Barrowman is the author of a number of books including A Popular Vision: the Arts and the Left in New Zealand, 1930-1950 (Victoria University Press, 1991), The Turnbull: a Library and Its World (Auckland University Press, 1995) and Victoria University of Wellington, 1899-1999: A History (Victoria University Press, 1999). She is also the author of Mason: The Life of R.A.K. Mason (Victoria University Press, 2003), which received the Montana Award for Biography at the 2004 Montana New Zealand Book Awards.
In a review of Mason: The Life of R.A.K. Mason for the Listener Kevin Ireland writes, ‘Barrowman’s triumph has been not just to explore the mysteries of a life that she describes as following “a pattern of missed opportunities … perhaps wilfully missed”, but to provide us, incidentally, with a stunning account of four decades of New Zealand literary, social and political history.’ In New Zealand Books, Kim Worthington praises the Mason biography: ‘on one hand it’s an outstanding social history providing a wealth of cultural and political detail. And on another it’s a superbly crafted biography, the success of which can be measured by the fact that we close the book feeling that we know and understand – deeply, painfully – this life, this man.’

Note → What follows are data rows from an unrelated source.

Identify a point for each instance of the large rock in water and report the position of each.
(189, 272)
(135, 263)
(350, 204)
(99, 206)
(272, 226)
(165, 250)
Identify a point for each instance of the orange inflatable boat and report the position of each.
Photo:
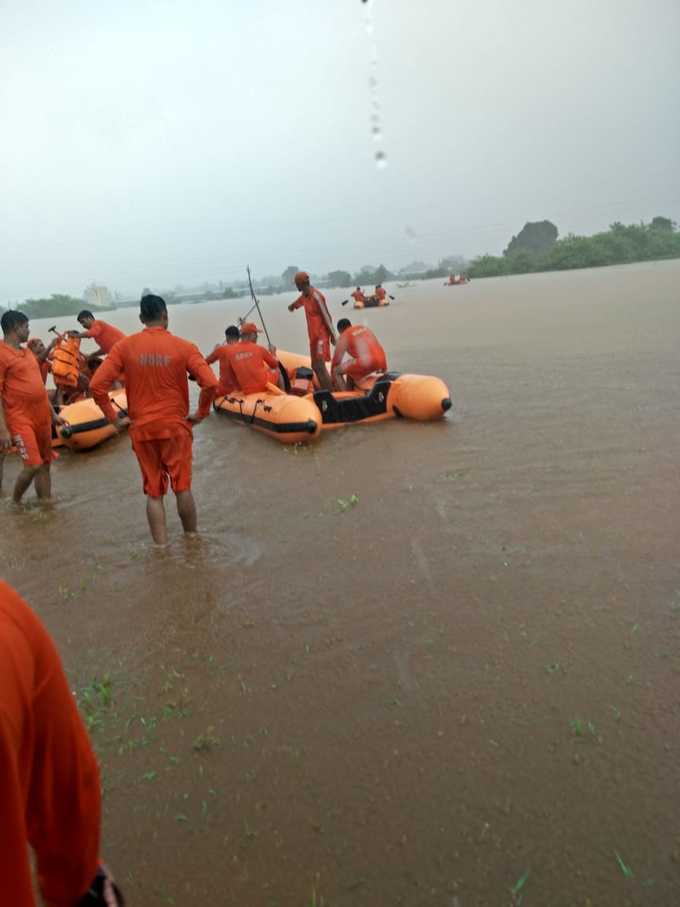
(288, 418)
(372, 302)
(87, 425)
(423, 398)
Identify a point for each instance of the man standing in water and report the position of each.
(319, 326)
(26, 415)
(103, 333)
(49, 780)
(154, 365)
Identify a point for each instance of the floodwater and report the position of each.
(470, 674)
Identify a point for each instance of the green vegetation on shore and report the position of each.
(56, 306)
(536, 248)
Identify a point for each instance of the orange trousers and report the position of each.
(49, 779)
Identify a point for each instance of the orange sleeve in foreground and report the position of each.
(49, 780)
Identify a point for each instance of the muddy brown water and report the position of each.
(470, 674)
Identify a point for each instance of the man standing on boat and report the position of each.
(222, 354)
(154, 365)
(26, 414)
(359, 298)
(253, 366)
(103, 333)
(357, 355)
(319, 326)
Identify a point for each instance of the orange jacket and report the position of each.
(104, 334)
(227, 378)
(49, 781)
(22, 389)
(154, 365)
(66, 362)
(249, 363)
(314, 305)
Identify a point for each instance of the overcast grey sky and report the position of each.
(172, 142)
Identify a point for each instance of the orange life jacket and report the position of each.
(301, 381)
(65, 362)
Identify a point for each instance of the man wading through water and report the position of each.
(26, 414)
(154, 365)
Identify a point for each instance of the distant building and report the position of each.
(96, 295)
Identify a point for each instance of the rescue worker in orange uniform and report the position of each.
(357, 354)
(319, 326)
(49, 779)
(42, 354)
(103, 333)
(26, 414)
(154, 365)
(253, 366)
(222, 354)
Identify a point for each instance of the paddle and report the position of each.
(245, 317)
(257, 306)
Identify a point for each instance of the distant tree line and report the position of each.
(537, 248)
(57, 305)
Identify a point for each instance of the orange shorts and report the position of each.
(165, 459)
(320, 346)
(33, 440)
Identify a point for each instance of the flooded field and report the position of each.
(468, 675)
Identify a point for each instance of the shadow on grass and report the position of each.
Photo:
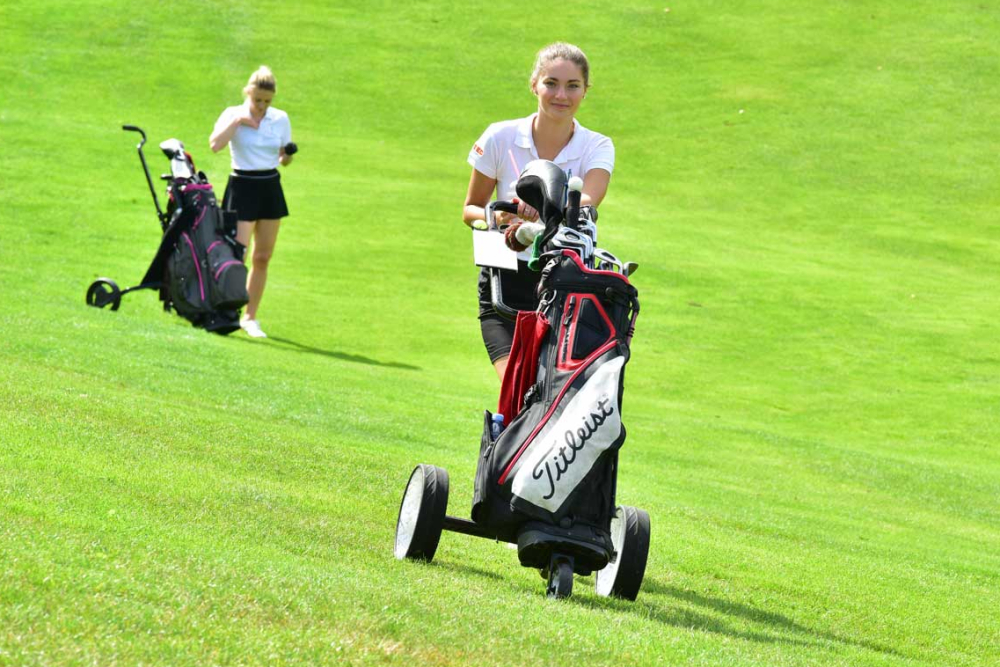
(468, 569)
(294, 346)
(691, 619)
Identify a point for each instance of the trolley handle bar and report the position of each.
(145, 168)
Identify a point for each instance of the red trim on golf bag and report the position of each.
(570, 326)
(555, 404)
(522, 364)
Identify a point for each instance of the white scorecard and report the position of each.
(489, 249)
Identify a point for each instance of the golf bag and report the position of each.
(547, 482)
(556, 461)
(198, 268)
(204, 276)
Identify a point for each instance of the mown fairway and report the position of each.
(810, 188)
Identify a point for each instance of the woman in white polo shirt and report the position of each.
(560, 80)
(259, 138)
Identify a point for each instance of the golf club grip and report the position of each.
(505, 206)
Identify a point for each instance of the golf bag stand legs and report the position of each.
(560, 576)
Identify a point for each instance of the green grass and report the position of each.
(809, 188)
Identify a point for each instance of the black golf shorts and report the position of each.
(255, 195)
(498, 334)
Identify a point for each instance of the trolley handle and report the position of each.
(496, 289)
(149, 179)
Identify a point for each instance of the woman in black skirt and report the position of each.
(559, 81)
(259, 139)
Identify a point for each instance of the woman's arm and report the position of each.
(222, 136)
(595, 186)
(481, 187)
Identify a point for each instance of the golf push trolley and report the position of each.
(198, 267)
(546, 480)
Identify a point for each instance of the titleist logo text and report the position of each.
(558, 459)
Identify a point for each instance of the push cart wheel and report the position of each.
(104, 292)
(623, 575)
(421, 513)
(560, 577)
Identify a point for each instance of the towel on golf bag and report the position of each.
(204, 271)
(522, 364)
(558, 456)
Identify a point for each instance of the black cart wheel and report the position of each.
(622, 577)
(104, 292)
(421, 513)
(560, 577)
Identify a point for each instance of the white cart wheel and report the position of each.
(622, 577)
(421, 513)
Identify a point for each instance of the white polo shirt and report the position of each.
(256, 149)
(506, 147)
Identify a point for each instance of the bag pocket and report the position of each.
(486, 446)
(187, 284)
(228, 277)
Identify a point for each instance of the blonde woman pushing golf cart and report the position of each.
(259, 137)
(560, 80)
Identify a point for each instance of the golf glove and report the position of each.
(510, 238)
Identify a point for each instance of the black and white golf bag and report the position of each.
(555, 463)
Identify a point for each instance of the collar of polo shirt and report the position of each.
(570, 151)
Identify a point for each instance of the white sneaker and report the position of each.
(252, 327)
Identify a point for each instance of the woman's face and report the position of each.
(260, 100)
(560, 88)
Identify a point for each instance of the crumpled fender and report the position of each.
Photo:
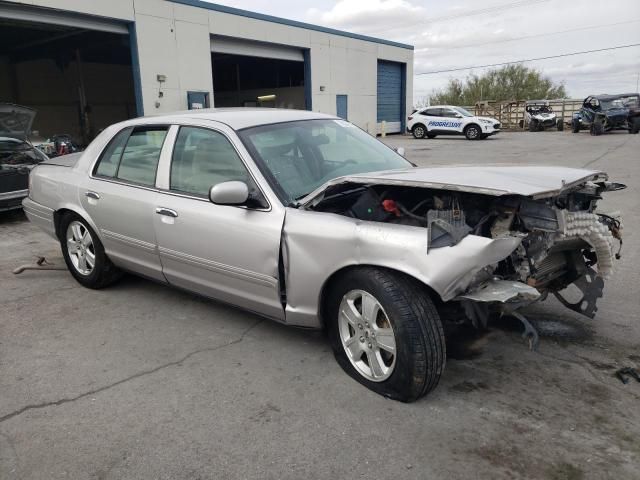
(316, 245)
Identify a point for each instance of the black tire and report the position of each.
(575, 126)
(103, 272)
(419, 337)
(472, 132)
(419, 131)
(596, 129)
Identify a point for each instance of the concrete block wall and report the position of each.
(174, 40)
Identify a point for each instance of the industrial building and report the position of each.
(84, 64)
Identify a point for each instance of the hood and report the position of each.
(488, 118)
(16, 121)
(530, 181)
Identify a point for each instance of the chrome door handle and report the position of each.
(166, 211)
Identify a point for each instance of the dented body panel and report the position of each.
(531, 181)
(317, 245)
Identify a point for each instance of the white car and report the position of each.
(449, 120)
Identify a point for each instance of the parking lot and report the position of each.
(143, 381)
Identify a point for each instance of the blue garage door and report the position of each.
(391, 95)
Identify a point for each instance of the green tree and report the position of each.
(511, 82)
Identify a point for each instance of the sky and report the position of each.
(465, 33)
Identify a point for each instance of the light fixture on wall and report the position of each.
(161, 79)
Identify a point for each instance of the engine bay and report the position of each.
(564, 239)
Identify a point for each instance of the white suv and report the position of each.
(449, 120)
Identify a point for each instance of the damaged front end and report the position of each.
(558, 238)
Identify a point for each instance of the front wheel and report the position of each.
(419, 131)
(575, 126)
(386, 333)
(472, 132)
(84, 254)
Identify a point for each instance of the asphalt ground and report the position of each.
(144, 381)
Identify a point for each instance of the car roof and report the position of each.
(236, 118)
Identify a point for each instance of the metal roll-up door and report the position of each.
(390, 96)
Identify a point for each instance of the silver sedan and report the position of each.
(306, 219)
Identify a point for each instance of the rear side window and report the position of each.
(139, 161)
(203, 158)
(133, 155)
(110, 159)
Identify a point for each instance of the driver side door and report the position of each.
(229, 253)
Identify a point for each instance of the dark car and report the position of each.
(17, 155)
(603, 113)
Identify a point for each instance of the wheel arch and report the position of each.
(331, 279)
(60, 212)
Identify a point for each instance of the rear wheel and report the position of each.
(596, 129)
(386, 333)
(419, 131)
(472, 132)
(84, 254)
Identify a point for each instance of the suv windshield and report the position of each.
(463, 112)
(298, 157)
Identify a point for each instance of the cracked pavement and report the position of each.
(144, 381)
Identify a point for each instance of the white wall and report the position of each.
(174, 40)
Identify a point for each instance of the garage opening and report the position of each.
(77, 79)
(391, 96)
(254, 74)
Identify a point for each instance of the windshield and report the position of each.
(298, 157)
(463, 112)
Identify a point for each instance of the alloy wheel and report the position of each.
(80, 248)
(367, 335)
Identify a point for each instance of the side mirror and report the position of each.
(229, 193)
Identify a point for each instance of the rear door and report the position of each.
(432, 118)
(226, 252)
(450, 121)
(120, 197)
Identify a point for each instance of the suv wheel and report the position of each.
(386, 333)
(84, 254)
(575, 126)
(419, 131)
(472, 132)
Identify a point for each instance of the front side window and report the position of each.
(203, 158)
(300, 156)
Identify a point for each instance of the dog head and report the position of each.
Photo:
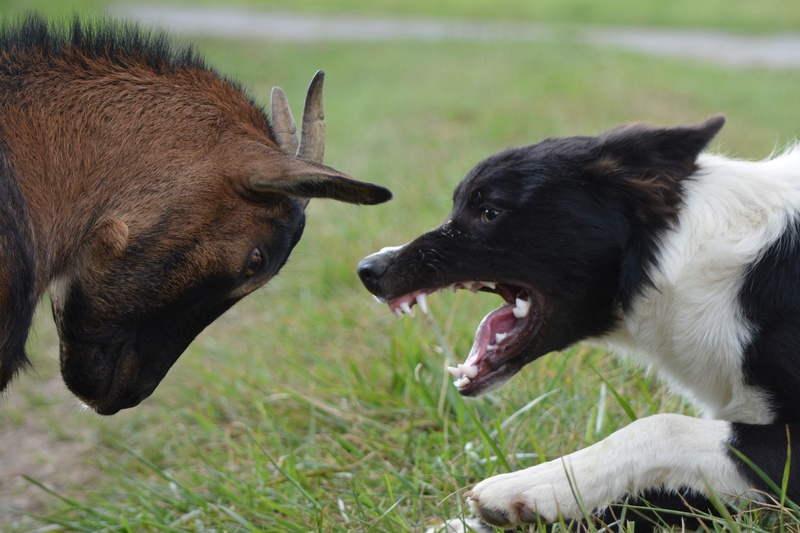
(564, 231)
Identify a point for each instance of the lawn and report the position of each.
(308, 406)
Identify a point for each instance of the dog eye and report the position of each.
(489, 214)
(254, 263)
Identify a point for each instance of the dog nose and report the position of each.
(371, 269)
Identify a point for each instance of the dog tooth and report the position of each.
(522, 307)
(422, 301)
(463, 382)
(468, 370)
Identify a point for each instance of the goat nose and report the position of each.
(371, 269)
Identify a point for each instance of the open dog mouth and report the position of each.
(499, 348)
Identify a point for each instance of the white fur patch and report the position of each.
(689, 327)
(670, 451)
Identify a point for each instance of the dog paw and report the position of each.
(542, 493)
(457, 525)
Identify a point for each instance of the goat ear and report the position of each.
(669, 150)
(293, 176)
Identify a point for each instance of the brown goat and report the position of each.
(147, 192)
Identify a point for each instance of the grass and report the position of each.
(308, 407)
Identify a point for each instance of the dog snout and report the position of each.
(371, 270)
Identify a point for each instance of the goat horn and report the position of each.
(312, 140)
(282, 121)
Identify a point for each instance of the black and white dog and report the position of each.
(687, 262)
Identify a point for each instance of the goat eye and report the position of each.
(489, 214)
(254, 263)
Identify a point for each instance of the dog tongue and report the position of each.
(501, 321)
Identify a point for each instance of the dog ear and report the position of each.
(646, 165)
(671, 151)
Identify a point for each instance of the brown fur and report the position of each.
(131, 163)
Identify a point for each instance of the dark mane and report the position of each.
(121, 43)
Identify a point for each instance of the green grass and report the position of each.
(738, 15)
(309, 407)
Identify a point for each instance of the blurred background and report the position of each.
(308, 406)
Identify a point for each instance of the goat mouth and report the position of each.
(121, 389)
(504, 340)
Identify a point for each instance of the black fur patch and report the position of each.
(771, 303)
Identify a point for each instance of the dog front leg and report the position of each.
(661, 452)
(766, 447)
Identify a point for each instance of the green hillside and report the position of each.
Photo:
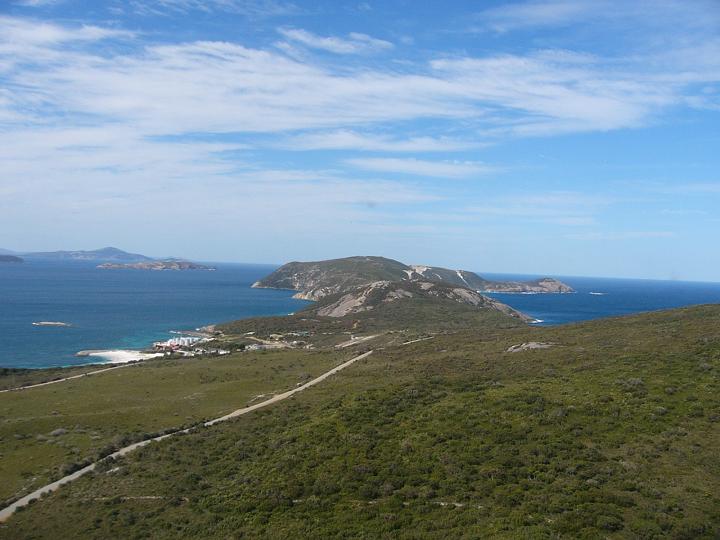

Rachel Barrowman has worked as an editor for the Dictionary of New Zealand Biography, and has been awarded the National Library Fellowship and the Stout Research Centre Fellowship. In 2006, she was awarded the largest writing fellowship available in New Zealand, the Creative New Zealand Michael King Writer's Fellowship, valued at $100,000.
Barrowman's Maurice Gee: Life and Work was published in 2015 (Victoria University Press). In an essay in Metro magazine, Sue Orr writes the book is "an astonishing weaving of a prolific writing life with an intensely personal one. We blush at the awkward intimacy of what we’re reading. We blush, too, as it dawns on us that we’re being seduced. Barrowman does here what Gee does so famously in his adult novels: turns her readers into voyeurs, gorging on gossip, unable to look politely away.
"It’s only when a biographer tackles the enormous, painstaking task of assembling the megadata — a lifetime of achievements, failures, thoughts and deeds — that we realise how much or how little we already know about the subject in question. In Gee’s case, it turns out to be the former. Barrowman’s finest achievement is the creation of a compelling narrative out of an already well-documented life."
Maurice Gee: Life and Work was a finalist for the 2016 Ockham New Zealand Book Awards.